Jeudi 29 janvier, l’Assemblée nationale a adopté à l’unanimité une proposition de loi visant à faciliter l’indemnisation des victimes des essais nucléaires menés en Polynésie française, dont le dernier remonte à 1996. Le texte clarifie les critères d’accès aux compensations et instaure une présomption d’exposition pour certaines périodes et zones géographiques.
La présomption d’exposition : ce qui change
Jusqu’ici, les personnes revendiquant une indemnisation devaient prouver, au cas par cas, le lien individuel de causalité entre une pathologie et une exposition aux radiations lors des essais nucléaires. Les rapporteurs ont qualifié cette procédure de « complexe, voire décourageante ». Le corapporteur Didier Le Gac (groupe Ensemble pour la République, EPR) a expliqué que « il ne s’agira plus de demander à la science de démontrer l’impossible au cas par cas », et que la loi reconnaîtra désormais une « présomption d’exposition » pour les personnes présentes dans des zones et des périodes déterminées et présentant une pathologie radio-induite.

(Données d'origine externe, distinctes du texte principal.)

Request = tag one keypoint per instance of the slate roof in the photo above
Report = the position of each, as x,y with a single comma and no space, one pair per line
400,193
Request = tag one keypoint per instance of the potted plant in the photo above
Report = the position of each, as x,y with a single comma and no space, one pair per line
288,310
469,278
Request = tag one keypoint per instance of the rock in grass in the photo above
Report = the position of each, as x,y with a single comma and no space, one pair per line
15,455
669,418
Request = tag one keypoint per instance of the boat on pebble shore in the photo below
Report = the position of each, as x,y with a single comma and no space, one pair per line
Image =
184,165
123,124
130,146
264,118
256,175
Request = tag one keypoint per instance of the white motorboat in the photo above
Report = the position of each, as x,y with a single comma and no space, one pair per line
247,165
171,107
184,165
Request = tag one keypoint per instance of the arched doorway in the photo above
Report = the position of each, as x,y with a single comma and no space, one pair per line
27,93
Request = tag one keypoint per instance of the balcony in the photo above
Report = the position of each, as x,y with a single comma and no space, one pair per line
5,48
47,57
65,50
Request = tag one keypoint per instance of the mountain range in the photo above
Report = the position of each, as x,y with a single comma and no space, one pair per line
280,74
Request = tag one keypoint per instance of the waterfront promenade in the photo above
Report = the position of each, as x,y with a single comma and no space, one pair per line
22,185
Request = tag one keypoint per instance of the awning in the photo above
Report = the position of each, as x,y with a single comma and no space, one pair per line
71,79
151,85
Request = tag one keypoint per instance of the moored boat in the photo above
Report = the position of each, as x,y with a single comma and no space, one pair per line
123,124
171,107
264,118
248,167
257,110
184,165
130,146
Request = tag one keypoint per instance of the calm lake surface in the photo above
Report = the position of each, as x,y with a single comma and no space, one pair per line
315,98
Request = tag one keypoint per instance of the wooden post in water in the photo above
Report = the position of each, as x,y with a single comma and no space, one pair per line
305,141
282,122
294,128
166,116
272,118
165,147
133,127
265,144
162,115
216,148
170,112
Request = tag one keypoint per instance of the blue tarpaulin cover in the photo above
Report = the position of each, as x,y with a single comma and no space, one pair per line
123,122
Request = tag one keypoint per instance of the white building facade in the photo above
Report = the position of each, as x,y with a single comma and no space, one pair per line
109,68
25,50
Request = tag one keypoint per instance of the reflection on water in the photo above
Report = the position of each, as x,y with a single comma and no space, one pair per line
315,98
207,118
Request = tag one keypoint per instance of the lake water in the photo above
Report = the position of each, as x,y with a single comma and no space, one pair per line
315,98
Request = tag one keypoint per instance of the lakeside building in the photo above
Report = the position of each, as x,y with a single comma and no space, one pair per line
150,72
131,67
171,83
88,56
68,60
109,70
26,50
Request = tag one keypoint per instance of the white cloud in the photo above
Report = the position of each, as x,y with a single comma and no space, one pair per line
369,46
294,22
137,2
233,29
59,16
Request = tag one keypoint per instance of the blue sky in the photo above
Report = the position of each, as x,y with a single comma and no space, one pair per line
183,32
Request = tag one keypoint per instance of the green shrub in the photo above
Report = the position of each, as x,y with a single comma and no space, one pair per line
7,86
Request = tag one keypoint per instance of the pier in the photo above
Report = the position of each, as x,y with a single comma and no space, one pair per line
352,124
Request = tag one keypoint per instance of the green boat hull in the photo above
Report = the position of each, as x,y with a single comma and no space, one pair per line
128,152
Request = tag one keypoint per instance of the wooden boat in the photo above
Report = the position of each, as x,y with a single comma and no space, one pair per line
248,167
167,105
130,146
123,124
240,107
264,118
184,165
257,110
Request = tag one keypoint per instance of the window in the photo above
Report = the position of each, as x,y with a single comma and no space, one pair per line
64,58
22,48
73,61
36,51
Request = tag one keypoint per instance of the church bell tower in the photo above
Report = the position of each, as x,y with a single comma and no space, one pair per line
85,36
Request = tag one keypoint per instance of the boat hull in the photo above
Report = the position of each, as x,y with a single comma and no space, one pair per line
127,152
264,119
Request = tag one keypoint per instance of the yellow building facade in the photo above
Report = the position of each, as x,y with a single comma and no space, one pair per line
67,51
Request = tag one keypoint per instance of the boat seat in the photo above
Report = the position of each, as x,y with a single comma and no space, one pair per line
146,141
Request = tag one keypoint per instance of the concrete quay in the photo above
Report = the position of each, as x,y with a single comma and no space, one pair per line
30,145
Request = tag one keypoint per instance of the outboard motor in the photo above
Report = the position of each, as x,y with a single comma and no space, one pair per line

Concrètement, toute personne remplissant ces conditions pourra bénéficier d’une indemnisation, ainsi que ses ayants droit. Les dispositions s’appliqueront rétroactivement : elles couvriront aussi les demandes d’indemnisation déposées avant la promulgation du texte.
Chiffres et revendications des députés polynésiens
Plusieurs députés de la Polynésie ont rappelé l’ampleur des conséquences sanitaires et sociales. Moerani Frébault (groupe EPR) a évoqué « près de 15 000 personnes ayant résidé en Polynésie entre 1966 et 1975 » atteintes d’une maladie reconnue comme radio-induite, et précisé que « près de la moitié sont déjà décédées ». Il a interpellé l’Assemblée en ces termes : « Comment accepter que 280 000 Polynésiens supportent seuls le coût sanitaire d’une décision prise au nom de la nation ? »
Le député a aussi affirmé que « près d’un milliard d’euros de soins » a déjà été pris en charge par les cotisations des Polynésiens. Pour tenir compte de ces charges, le texte prévoit que l’État rembourse les dépenses de santé engagées par les organismes d’assurance-maladie concernés.
Interrogations sur le coût et le périmètre
Malgré le vote unanime, la portée financière de la mesure a suscité des réserves. Le député Lionel Duparay (Les Républicains) a averti que « le budget de l’armée ne saurait supporter seul une indemnisation qui risque d’atteindre des milliards [d’euros] ». La remarque souligne les questions de répartition des coûts entre l’État, l’armée et d’autres acteurs concernés.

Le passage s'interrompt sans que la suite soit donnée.